In 1974, Marina Abramović performed Rhythm 0 — a haunting six-hour piece that would later be remembered as one of the most disturbing social experiments in the history of performance art. She placed herself in a gallery in Naples, Italy, standing still next to a table with 72 objects. Some were harmless (a rose, a feather, bread); others were violent (a whip, a knife, a loaded gun). She allowed the audience to use any object on her however they wished. She took full responsibility for whatever would happen. She would not resist.
At first, the crowd was gentle. They posed her. Kissed her. Gave her flowers. But as time passed, they became bolder. They cut her clothes. Pricked her skin. Marked her with a knife. Someone loaded the gun and placed it in her hand, pointing it at her neck. The crowd, once made up of ordinary people, had slowly turned into something else.
When the six hours ended, Marina began to walk toward the audience — no longer a passive object, but a human again. People couldn’t face her. They scattered.
This wasn’t just performance art. It was a mirror.

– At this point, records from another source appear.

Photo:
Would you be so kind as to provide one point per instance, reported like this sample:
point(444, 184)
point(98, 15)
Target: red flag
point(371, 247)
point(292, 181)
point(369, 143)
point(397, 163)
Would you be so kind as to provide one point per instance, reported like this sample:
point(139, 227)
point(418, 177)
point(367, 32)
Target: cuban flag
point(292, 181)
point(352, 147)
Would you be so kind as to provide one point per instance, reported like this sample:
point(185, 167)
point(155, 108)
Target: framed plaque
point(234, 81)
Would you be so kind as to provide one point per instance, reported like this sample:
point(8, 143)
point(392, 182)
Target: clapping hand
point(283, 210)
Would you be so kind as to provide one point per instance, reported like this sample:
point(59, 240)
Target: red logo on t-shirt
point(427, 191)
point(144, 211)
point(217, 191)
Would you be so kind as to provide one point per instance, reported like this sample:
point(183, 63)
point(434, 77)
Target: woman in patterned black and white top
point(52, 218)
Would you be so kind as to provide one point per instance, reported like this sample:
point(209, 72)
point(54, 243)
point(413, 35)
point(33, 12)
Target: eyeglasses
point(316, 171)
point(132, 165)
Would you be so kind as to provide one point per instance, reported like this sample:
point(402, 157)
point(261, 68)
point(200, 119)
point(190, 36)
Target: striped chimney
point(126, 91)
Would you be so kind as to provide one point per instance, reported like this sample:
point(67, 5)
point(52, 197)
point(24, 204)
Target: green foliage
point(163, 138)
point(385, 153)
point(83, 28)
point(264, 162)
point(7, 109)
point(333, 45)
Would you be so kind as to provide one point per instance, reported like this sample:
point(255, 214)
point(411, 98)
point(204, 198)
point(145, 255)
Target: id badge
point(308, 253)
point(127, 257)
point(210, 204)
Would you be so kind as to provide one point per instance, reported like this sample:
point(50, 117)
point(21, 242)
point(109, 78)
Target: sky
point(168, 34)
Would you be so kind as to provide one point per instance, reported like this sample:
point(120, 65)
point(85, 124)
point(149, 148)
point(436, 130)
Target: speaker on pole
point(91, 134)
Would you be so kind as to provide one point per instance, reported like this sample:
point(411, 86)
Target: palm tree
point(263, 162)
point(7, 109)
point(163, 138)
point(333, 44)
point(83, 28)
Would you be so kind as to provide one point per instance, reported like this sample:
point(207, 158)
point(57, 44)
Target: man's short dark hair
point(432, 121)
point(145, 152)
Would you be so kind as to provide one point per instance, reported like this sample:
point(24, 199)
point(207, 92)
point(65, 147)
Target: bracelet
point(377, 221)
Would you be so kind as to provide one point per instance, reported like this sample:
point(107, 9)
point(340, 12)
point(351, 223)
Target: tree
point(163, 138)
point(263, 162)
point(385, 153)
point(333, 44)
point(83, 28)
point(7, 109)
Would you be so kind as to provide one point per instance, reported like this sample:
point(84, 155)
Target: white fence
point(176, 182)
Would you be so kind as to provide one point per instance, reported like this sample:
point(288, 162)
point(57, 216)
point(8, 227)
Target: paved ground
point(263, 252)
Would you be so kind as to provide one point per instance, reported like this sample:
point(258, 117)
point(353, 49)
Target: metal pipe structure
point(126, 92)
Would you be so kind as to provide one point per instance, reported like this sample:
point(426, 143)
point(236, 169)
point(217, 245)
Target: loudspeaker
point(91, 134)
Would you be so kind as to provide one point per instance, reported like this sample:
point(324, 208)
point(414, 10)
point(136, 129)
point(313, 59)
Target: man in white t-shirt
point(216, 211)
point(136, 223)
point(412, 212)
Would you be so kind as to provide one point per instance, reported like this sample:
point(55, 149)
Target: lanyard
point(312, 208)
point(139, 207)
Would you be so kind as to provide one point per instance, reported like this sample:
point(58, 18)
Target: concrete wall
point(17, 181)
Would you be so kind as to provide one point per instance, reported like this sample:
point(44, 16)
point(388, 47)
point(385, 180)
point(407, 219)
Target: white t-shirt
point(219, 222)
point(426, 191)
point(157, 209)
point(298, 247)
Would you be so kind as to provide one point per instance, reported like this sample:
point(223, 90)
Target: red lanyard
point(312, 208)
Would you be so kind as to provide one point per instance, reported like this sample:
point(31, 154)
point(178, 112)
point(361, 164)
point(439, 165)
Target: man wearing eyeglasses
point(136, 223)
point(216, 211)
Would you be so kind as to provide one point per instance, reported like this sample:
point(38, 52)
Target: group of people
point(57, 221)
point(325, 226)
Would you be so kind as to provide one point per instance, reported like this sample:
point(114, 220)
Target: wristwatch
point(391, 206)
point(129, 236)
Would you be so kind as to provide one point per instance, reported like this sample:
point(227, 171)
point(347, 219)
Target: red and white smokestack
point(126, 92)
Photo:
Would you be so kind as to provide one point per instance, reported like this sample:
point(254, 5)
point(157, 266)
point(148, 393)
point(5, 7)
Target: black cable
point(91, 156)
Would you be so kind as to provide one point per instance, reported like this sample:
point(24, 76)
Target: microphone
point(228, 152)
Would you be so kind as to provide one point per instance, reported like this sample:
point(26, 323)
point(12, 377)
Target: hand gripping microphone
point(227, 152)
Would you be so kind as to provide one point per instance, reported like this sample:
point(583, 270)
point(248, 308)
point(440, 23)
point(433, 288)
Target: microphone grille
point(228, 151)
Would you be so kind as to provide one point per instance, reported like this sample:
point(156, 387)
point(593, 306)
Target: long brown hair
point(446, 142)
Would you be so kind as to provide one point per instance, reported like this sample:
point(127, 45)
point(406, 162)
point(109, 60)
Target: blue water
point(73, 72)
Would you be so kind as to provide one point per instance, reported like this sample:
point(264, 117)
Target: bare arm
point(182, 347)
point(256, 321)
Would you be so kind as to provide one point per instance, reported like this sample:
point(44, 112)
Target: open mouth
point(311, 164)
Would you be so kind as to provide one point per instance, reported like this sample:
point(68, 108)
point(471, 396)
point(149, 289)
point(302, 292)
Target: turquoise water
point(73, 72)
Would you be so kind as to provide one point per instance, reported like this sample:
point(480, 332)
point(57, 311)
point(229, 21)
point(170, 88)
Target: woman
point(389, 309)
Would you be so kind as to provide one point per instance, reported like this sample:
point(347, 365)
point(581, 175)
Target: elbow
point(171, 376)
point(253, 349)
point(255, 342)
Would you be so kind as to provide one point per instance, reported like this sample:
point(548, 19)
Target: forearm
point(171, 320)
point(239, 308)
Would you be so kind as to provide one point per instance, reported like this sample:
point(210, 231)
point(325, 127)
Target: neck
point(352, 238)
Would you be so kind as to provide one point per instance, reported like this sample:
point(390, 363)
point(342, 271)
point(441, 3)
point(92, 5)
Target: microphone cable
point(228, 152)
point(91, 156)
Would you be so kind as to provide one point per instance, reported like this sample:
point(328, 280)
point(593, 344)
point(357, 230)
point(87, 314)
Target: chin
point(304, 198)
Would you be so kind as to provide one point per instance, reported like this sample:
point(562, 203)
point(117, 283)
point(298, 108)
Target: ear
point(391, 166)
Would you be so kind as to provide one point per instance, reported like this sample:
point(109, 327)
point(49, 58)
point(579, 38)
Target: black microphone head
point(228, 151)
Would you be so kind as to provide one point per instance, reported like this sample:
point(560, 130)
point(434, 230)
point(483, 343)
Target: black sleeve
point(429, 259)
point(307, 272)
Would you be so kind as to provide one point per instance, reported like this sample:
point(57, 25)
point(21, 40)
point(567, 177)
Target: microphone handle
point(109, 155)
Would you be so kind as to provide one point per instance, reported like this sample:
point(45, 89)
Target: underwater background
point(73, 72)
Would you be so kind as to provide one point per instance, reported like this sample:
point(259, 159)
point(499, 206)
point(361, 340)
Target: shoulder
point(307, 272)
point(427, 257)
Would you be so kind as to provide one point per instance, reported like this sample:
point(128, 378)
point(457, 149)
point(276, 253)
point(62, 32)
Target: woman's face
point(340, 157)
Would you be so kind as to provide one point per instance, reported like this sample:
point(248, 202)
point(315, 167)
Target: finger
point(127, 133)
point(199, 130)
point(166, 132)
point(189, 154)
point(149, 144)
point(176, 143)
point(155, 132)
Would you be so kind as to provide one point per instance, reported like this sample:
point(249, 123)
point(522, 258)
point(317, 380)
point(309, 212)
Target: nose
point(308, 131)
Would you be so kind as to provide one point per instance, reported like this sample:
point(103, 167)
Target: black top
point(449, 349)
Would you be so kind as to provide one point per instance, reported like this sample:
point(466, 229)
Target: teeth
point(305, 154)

We like to believe we are good people. That the worst of us only emerges in extraordinary moments of pressure, fear, or power. But what Rhythm 0 reveals is something else: that when responsibility is outsourced and consequences are removed, human beings are capable of unimaginable cruelty, silence, and self-interest.
Nowhere does this unfold more subtly than in our day-to-day lives as Kenyans.
Take a recent example: a Saturday hike organized by a known — and notoriously disorganized — local tour guide. The red flags are always there: negative reviews, reports of abandonment, chaotic communication. Many people have experienced the dysfunction, yet keep signing up. Why? Because it hasn’t personally affected them yet. Because the price is cheaper. Because they assume the worst will always happen to someone else.
On this particular day, the group left Nairobi at 6:00am and was meant to depart back by 6:30pm. But the return was delayed by an hour. No one protested. No one asked questions. The silence was collective. But when the bus was stopped by police for bypassing a weighbridge and made to turn back, the mood shifted. Suddenly, people found their voices — shouting insults at the police under the cover of darkness and group anonymity. Not one person asked what the issue was. The anger wasn’t about justice; it was about personal inconvenience.
This is Rhythm 0 in motion. We are calm in the face of dysfunction until it touches us. We are silent when accountability requires courage. But when it’s safe — when we can hide in numbers — we lash out.
This isn’t just about a bus. Or a tour guide. This is about us.
We see red flags in institutions, leaders, influencers, and businesses — but we engage anyway, hoping to benefit just enough before the fallout. We remain silent in situations where speaking up might risk disapproval, delay, or discomfort. We give silence to the broken system, and noise to the symptom.
And just like the objects on Marina’s table, life hands us opportunities — and tools — every single day. Some tools are soft, tender: a listening ear, an open door, an apology, a kind word. Others are sharp: money, influence, social media, silence, sarcasm. None are inherently good or evil. What matters is how we choose to use them.
Take the rose. It can be handed to someone in appreciation. Or it can be used to taunt someone with thorns. A soft gesture can sting if intention is twisted.
Or the pen. One person uses it to write a CV for a struggling friend. Another uses it to sign off on a bribe. The same object — two directions.
The feather — symbol of playfulness or mockery. It can be used to lift someone’s mood, or belittle them.
Silence — it can be comfort. Or it can be complicity.
Every day, we are presented with moments where we can choose which object to reach for — and how to use it.
Do you call out a friend’s toxic behavior, or do you stay quiet because it’s not your business?
Do you promote someone’s work even when they’re not your close friend, or only when they can promote you back?
Do you speak up when a stranger is mistreated in public, or do you look away because it’s not your problem?
Do you hold those you love accountable, or excuse their flaws because you understand their past?
Rhythm 0 isn’t just an experiment that happened in Naples. It is happening here. On our roads, in our buses, in our families, churches, WhatsApp groups, comment sections, and even ballot boxes.
The true test isn’t how we behave when others are watching. It’s how we act when we know we won’t be held accountable. When our name won’t be used. When our silence is safer than our truth.
Each day, life lays out its table. You stand before it. And you choose.
What do you become when you think no one is watching?